Partial transcript via Media Matters:
ALI VELSHI (HOST): We've seen it under the Reagan administration, we've seen it in the UK recently. When you lower tax rates on corporations, you don't see any corresponding wage increase in the United States. That's the bottom line. There's just no evidence of that actually happening. So I'll tell you what happens, if you are a company or you’re wealthy in America and you lose the estate tax and you lose the AMT and you get the corporate tax rate reduced from 35 to 20, those are absolute gains. there is no question that’s going to happen if one of these bills passes. But if you're middle class you know you'll get an average $1,200 gain and everything else is a hope. You hope economic growth will hit 3%, you hope the companies will take the savings that they have in taxes and somehow build factories that'll employ more people and not outsource. So you know what I am saying, if you're middle class in America, this is on a wish and prayer. If you're rich, this is a gift.
REP. RODNEY DAVIS (R-IL): I don't think so. As a matter of fact, you and I must have a distinct disagreement on what the American economy and small businesses throughout this country are going to do when we put more money into their pockets and allow them to invest more money in their businesses. They are going to buy more equipment, this manufacturing and --
VELSHI: Why, sir? Why? Congressman, there's no shortage of capital in this country for businesses --
DAVIS: Because I've seen it happen --
VELSHI: Interest rates are as low as they've ever been. Money is everywhere to be had. Companies are not expanding, not because of the shortages of capital or money or tax rates are too high. You know why companies expand? When there's demand. I just don't know where you are going to think this all of a sudden demand is going to pop up when you don't give the people the break, you give the companies the break. Companies have a lot of money.
DAVIS: We believe we are giving -- you look at the individual tax bracket changes that we've put forth and we are focusing completely on the middle income and lower income families.
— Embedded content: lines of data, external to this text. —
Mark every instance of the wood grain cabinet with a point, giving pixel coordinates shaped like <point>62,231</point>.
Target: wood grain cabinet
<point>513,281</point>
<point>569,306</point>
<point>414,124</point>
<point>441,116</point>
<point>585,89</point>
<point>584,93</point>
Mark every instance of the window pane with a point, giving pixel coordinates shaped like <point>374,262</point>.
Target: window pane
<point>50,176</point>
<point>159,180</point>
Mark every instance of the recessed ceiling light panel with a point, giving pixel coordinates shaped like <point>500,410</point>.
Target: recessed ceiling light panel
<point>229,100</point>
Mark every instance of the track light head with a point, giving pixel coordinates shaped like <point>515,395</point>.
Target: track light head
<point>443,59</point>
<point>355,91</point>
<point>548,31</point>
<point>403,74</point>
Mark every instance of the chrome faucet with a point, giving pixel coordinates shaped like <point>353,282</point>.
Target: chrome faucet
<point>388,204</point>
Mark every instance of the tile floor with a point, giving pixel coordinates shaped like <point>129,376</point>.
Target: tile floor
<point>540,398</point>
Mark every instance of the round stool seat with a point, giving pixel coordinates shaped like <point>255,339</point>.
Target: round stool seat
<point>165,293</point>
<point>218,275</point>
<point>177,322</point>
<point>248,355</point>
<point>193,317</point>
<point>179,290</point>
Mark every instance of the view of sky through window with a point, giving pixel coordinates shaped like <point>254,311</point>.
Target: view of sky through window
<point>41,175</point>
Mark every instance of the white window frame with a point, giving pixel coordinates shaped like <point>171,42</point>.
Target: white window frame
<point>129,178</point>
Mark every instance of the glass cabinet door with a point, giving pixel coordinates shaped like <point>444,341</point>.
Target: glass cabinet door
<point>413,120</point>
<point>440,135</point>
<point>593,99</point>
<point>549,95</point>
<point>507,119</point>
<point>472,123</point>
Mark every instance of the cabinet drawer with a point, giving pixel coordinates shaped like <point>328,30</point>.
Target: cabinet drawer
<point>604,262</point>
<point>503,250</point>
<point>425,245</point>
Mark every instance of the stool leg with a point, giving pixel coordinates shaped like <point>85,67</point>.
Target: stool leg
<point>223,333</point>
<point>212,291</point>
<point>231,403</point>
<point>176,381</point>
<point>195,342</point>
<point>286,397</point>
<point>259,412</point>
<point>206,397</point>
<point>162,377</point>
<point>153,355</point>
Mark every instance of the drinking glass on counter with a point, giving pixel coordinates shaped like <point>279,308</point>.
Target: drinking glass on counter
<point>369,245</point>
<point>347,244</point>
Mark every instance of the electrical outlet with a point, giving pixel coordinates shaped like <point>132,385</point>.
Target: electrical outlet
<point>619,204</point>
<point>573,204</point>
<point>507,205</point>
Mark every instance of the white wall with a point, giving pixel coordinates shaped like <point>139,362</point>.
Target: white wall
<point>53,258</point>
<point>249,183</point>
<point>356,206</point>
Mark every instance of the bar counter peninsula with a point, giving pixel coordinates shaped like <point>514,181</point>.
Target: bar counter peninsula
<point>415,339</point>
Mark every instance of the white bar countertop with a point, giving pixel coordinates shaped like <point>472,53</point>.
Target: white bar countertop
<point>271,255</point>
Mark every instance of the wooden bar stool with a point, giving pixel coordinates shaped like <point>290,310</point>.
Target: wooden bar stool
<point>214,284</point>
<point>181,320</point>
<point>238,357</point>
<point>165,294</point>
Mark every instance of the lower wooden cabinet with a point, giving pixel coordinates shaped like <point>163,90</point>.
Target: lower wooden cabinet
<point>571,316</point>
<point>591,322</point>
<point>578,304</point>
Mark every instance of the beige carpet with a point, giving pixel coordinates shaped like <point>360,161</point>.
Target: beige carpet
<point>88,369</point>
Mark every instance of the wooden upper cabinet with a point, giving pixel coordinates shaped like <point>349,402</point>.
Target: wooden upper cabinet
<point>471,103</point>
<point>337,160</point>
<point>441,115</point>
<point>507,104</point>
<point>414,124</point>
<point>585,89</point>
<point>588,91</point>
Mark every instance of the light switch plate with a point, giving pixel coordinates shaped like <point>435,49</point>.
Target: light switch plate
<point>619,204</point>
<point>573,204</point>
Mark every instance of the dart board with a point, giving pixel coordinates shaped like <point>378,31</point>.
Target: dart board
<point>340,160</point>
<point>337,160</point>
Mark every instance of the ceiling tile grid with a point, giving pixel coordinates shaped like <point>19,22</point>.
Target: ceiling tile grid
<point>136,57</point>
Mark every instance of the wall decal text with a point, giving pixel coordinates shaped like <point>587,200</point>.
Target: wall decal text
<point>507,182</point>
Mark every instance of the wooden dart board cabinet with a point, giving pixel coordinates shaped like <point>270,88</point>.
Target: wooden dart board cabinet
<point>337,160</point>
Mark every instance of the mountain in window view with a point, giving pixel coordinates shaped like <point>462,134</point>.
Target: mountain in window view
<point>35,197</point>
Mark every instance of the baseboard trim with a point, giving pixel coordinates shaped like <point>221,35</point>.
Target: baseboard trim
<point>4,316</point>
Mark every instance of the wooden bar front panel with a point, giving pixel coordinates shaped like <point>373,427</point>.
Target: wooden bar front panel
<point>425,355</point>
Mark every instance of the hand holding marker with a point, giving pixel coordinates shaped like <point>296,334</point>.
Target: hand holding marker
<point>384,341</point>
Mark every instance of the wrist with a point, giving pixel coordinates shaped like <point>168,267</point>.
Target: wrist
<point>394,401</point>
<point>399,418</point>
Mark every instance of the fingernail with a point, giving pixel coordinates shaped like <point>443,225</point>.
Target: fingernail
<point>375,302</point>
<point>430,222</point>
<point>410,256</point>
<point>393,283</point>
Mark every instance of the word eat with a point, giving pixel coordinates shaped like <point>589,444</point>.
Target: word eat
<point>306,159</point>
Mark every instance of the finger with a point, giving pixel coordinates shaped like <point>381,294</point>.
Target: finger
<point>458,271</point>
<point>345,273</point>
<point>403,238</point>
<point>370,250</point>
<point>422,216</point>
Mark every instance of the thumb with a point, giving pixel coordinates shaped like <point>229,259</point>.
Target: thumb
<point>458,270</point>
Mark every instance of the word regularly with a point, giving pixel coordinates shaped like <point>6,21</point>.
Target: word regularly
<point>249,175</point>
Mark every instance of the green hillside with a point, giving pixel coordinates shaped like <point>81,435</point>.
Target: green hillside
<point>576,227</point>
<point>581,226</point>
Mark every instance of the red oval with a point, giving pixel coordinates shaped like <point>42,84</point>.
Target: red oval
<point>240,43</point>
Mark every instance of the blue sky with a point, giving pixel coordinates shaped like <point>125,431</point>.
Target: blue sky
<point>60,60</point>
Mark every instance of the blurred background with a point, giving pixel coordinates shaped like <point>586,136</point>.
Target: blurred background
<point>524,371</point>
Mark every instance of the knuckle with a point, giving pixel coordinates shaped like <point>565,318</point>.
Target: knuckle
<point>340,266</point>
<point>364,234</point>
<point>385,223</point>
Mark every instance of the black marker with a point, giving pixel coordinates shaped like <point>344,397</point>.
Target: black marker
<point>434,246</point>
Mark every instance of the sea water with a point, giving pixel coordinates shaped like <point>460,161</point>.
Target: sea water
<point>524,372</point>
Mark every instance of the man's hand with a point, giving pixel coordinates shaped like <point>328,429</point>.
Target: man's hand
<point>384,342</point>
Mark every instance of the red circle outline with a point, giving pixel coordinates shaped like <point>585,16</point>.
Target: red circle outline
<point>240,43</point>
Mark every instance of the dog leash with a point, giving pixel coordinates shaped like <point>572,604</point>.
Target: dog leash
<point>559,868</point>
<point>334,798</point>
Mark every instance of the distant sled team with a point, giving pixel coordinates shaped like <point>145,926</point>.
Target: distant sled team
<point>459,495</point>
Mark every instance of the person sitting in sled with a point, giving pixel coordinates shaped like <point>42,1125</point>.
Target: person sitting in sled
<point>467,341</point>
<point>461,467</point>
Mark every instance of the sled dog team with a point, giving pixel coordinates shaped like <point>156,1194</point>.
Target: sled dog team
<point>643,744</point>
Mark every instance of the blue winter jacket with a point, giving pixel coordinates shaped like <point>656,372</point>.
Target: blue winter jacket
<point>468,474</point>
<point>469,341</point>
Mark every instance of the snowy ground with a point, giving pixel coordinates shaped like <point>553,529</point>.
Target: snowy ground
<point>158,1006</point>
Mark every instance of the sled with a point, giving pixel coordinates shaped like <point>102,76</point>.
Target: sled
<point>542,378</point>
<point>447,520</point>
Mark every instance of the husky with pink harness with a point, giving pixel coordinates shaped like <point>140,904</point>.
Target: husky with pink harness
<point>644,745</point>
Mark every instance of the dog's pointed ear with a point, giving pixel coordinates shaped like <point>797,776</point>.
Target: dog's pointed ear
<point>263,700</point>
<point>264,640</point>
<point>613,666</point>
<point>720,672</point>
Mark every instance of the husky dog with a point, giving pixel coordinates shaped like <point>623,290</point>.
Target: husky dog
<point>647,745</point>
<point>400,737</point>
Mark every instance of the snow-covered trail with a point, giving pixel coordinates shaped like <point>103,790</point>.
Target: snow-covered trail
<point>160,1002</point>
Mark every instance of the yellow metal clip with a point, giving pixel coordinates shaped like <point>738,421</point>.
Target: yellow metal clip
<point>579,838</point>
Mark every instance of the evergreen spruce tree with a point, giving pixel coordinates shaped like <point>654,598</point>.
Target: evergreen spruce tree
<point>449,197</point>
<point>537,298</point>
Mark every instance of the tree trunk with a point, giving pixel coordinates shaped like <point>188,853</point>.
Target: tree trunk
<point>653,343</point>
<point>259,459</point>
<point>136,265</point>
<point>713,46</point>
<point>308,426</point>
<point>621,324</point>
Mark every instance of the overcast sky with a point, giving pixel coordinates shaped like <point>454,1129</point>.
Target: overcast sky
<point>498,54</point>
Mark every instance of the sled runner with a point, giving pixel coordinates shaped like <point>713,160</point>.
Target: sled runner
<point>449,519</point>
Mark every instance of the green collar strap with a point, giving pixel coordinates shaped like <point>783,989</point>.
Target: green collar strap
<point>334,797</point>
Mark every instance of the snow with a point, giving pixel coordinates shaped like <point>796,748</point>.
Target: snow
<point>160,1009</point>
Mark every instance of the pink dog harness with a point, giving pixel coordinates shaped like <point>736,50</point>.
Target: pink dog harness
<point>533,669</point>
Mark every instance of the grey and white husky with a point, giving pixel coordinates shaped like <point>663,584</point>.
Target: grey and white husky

They're going to be able to ensure that their taxable income continues to go down, and that means also a fair, flatter, and simpler tax code to allow them to put more money in their pockets and participate in their local economies and help their Main Street businesses. And I do believe that companies in our Main Streets are going to continue to invest and grow in our communities to be able to help create the jobs that we know are going to be a part of this package once it passes.
VELSHI: I am going to put it on the screen. You won't be able to see it but I'll tell what you it is. This is the Reagan tax cuts when corporate tax rates went from 46% to 34%, wages fell for five straight years by as much as $3,000 adjusting for inflation. There is just no evidence that tax cuts result in higher wages. I'd be happy to study anything you give me that tells me otherwise. I feel like you are working off of talking points, sir.